How things work: The Sun


Pudelek, CC BY-SA 4.0 , via Wikimedia Commons

A sunrise over the mountains.

Jacob Toth, Opinions Editor

The sun has been heating up and providing light to Earth for billions of years. I will be explaining how it works.

The sun is a giant star and like all stars; it is just a giant ball of hot gases that consists of hydrogen and helium. The hydrogen atoms do something called nuclear fusion, which just means that hydrogen explodes in the center of the sun and the explosion produces heat and light.

The sun is very very big compared to earth. You can actually fit 1 million Earths inside the sun, which shows you how big the sun really is.

The sun is also 92 million miles away from Earth, and in a spaceship, it would take you a little over 19 years of continuous flying to reach the sun. Imagine being only less than a mile away from the sun and seeing it up close.

Just think of how hot and bright the sun is on Earth, even when it is so far away. If you were up close to the sun’s surface, it would be 625 times brighter than it is on earth, and not to mention, the heat would be an unbearable 27 million degrees! Compare that to a 90-degree hot summer day.
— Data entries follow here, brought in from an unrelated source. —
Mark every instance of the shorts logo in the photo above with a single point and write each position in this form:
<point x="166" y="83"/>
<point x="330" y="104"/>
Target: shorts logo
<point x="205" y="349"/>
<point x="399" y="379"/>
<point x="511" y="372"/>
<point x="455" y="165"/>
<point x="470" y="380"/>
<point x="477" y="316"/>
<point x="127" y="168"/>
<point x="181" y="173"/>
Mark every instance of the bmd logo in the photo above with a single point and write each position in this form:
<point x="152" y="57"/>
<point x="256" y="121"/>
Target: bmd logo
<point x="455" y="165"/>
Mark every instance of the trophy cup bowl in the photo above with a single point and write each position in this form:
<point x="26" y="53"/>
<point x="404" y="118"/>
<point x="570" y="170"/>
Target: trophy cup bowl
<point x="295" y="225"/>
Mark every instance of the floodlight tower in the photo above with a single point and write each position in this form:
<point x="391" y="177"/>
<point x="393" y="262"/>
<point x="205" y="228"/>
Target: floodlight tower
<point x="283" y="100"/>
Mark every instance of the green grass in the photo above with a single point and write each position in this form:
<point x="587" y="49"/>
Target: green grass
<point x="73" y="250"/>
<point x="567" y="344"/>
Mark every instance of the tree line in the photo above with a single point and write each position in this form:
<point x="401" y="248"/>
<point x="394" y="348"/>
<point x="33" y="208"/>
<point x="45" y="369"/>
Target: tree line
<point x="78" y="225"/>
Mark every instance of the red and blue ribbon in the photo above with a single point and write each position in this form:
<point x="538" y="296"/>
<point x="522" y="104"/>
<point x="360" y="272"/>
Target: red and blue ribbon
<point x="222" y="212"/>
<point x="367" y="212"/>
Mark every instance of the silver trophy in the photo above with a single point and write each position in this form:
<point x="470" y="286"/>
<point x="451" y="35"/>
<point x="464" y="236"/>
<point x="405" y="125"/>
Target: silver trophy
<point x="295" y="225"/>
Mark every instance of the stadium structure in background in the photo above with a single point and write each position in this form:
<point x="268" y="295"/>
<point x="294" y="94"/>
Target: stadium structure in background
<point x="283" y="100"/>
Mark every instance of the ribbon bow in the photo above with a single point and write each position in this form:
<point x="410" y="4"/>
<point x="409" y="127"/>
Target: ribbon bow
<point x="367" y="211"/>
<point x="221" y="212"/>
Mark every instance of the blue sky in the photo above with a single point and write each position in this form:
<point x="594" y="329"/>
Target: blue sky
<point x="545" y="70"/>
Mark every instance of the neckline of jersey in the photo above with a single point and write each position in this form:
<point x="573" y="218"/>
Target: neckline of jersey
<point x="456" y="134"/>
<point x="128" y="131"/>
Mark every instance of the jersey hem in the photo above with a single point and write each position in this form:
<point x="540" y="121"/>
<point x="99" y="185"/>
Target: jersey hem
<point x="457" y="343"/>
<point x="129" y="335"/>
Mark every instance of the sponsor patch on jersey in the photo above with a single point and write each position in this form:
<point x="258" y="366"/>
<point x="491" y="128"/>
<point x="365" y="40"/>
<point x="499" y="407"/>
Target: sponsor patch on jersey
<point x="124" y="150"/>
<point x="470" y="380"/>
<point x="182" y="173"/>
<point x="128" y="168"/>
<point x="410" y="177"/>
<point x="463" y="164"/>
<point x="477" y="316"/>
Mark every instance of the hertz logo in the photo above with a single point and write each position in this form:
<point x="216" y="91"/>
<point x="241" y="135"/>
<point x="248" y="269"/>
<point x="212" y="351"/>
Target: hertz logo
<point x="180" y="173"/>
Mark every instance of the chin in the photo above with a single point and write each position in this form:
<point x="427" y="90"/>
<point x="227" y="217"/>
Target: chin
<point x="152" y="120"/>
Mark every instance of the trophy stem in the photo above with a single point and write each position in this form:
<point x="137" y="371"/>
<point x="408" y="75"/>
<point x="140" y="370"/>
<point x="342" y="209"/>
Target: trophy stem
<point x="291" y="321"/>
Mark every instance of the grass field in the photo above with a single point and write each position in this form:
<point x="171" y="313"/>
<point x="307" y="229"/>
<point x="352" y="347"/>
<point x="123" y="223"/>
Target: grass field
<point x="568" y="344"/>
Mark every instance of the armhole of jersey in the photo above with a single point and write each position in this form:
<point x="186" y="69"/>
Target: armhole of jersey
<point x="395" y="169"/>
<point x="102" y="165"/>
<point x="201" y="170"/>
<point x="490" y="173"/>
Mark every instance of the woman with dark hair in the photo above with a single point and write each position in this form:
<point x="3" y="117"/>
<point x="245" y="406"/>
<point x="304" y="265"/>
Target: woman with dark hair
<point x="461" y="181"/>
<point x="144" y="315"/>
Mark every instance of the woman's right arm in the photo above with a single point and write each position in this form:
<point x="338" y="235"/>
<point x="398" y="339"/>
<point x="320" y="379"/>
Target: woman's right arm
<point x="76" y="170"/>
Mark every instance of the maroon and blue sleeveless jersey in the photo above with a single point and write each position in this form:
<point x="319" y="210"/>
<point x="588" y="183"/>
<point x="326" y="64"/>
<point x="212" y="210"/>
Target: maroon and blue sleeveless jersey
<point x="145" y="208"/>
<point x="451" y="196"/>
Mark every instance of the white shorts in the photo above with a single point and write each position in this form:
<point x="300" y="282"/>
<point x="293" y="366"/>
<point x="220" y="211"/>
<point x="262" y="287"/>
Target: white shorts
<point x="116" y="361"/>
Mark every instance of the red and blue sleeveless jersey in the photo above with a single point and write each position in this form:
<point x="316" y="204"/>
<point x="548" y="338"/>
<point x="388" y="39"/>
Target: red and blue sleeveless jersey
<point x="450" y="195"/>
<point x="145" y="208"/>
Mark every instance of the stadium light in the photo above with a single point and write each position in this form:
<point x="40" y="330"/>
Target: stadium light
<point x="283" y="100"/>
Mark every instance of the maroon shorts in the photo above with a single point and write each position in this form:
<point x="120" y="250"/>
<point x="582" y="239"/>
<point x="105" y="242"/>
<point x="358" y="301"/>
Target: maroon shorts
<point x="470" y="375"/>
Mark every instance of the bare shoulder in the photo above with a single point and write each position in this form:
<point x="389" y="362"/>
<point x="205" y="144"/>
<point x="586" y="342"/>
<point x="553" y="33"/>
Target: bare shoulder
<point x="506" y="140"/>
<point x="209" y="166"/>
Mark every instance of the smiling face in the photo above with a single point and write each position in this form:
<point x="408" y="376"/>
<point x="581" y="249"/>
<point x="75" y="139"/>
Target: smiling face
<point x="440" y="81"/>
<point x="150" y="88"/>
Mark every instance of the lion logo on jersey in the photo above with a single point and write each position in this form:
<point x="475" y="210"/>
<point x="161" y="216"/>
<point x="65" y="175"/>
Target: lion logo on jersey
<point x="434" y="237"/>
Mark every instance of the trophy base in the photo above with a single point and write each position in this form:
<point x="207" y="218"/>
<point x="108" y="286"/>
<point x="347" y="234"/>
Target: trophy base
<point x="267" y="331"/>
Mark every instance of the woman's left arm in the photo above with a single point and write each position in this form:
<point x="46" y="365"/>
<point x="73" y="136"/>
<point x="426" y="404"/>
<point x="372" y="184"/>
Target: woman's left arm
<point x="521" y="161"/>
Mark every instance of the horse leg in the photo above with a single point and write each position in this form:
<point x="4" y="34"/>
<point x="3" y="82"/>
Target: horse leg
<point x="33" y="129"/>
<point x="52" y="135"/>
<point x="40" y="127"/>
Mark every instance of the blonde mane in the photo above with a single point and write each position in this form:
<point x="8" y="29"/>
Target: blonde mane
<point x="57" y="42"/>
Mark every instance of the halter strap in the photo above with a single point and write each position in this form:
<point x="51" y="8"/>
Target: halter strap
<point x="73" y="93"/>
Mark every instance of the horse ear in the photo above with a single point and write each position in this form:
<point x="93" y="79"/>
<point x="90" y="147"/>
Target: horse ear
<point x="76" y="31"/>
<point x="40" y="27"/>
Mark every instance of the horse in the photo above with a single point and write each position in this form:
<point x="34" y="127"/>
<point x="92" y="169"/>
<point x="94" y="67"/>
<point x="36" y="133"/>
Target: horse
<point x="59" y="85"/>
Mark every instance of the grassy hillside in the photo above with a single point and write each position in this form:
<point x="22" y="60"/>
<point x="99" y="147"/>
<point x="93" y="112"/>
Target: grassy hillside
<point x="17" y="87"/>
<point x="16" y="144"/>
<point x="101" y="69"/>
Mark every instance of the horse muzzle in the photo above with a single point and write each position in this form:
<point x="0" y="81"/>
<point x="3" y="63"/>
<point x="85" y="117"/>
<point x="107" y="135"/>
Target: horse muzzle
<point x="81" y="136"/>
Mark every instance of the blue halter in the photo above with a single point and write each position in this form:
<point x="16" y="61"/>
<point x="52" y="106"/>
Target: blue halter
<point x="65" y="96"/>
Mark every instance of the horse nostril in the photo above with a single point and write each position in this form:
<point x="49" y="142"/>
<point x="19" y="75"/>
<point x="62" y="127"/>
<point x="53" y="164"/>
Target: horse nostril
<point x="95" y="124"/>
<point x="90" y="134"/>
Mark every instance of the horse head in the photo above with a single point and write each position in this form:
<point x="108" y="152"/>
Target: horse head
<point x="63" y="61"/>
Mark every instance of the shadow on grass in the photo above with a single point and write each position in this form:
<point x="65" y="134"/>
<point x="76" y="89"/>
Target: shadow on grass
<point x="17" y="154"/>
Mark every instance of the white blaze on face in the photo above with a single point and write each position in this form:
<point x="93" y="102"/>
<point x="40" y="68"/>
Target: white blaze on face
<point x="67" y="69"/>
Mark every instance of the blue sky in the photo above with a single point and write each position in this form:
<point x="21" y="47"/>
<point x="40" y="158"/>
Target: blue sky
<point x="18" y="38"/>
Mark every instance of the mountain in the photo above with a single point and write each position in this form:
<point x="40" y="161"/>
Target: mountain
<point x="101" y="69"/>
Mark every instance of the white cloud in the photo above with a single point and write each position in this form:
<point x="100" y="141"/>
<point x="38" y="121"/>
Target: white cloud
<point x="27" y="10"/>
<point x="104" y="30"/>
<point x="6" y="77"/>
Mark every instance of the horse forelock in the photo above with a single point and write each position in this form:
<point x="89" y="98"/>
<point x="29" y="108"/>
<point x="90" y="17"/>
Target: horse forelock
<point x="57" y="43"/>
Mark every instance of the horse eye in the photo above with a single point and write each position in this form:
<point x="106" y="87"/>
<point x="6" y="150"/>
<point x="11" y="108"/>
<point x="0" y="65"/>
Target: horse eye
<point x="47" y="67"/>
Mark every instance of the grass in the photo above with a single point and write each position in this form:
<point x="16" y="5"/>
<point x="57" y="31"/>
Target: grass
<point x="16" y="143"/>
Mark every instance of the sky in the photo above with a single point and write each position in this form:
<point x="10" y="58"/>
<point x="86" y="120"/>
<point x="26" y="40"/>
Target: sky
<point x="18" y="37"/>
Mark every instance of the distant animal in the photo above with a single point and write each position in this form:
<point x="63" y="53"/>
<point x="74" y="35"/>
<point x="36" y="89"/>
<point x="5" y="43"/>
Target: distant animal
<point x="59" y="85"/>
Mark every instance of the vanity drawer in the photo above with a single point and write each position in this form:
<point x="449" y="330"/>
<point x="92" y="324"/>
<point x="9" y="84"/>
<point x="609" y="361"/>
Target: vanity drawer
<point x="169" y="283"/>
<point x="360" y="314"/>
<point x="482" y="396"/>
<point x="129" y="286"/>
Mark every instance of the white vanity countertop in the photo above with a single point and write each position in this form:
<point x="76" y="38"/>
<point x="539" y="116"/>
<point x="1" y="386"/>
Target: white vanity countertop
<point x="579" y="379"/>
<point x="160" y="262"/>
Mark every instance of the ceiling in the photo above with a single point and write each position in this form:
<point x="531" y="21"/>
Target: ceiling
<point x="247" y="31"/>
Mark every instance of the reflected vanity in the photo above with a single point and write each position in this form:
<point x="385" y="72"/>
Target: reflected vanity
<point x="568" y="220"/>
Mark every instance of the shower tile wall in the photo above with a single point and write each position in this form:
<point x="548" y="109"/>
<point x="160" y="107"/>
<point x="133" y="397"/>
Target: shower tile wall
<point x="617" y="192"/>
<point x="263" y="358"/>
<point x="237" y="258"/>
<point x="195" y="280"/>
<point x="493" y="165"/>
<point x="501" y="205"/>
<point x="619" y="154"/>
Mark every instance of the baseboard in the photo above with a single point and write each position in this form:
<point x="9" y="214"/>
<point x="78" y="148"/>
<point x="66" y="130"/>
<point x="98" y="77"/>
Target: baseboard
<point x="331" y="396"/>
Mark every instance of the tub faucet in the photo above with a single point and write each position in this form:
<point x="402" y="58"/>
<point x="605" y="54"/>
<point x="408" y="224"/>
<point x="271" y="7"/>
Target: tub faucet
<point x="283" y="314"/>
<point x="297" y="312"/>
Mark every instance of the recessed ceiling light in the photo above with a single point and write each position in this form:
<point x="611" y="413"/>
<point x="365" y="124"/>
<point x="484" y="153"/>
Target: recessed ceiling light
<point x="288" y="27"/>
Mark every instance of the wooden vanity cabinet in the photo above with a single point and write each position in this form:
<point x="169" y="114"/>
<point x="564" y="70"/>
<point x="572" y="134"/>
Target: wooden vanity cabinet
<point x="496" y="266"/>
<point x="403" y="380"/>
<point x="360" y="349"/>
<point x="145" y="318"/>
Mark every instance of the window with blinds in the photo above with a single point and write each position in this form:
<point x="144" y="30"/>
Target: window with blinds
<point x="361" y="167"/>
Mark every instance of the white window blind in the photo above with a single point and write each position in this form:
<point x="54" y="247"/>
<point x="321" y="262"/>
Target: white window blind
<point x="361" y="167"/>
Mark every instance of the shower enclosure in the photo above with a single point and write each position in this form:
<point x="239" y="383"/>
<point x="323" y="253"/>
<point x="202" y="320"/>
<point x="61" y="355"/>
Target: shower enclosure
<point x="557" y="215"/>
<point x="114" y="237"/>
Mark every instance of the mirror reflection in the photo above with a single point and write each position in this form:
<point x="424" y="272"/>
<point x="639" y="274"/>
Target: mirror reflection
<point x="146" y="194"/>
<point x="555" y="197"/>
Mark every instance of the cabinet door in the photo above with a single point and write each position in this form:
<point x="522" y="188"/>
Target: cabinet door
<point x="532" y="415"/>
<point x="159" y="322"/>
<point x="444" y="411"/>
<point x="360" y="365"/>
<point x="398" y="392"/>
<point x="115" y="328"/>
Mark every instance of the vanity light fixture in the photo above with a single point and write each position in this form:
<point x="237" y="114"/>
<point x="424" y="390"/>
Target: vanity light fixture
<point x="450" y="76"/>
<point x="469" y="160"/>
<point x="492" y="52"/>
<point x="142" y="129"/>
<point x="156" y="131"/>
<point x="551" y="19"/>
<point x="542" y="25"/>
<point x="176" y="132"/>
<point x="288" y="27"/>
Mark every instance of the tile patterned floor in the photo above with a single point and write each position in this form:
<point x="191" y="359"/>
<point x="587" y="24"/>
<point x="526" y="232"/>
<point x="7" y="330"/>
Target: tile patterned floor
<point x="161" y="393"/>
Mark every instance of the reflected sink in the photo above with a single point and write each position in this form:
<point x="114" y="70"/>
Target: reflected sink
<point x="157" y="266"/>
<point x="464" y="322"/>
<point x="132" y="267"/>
In about 7 billion years from now, our sun will completely explode and burn out as all stars do eventually, and the Earth will be in a permanent state of darkness and coldness. Our ancestors will have to deal with this disaster, unfortunately.

Once the sun burns out, it will go through its cooling stage, and at the end of its life cycle, it will gradually lose heat and just become a dead cold star.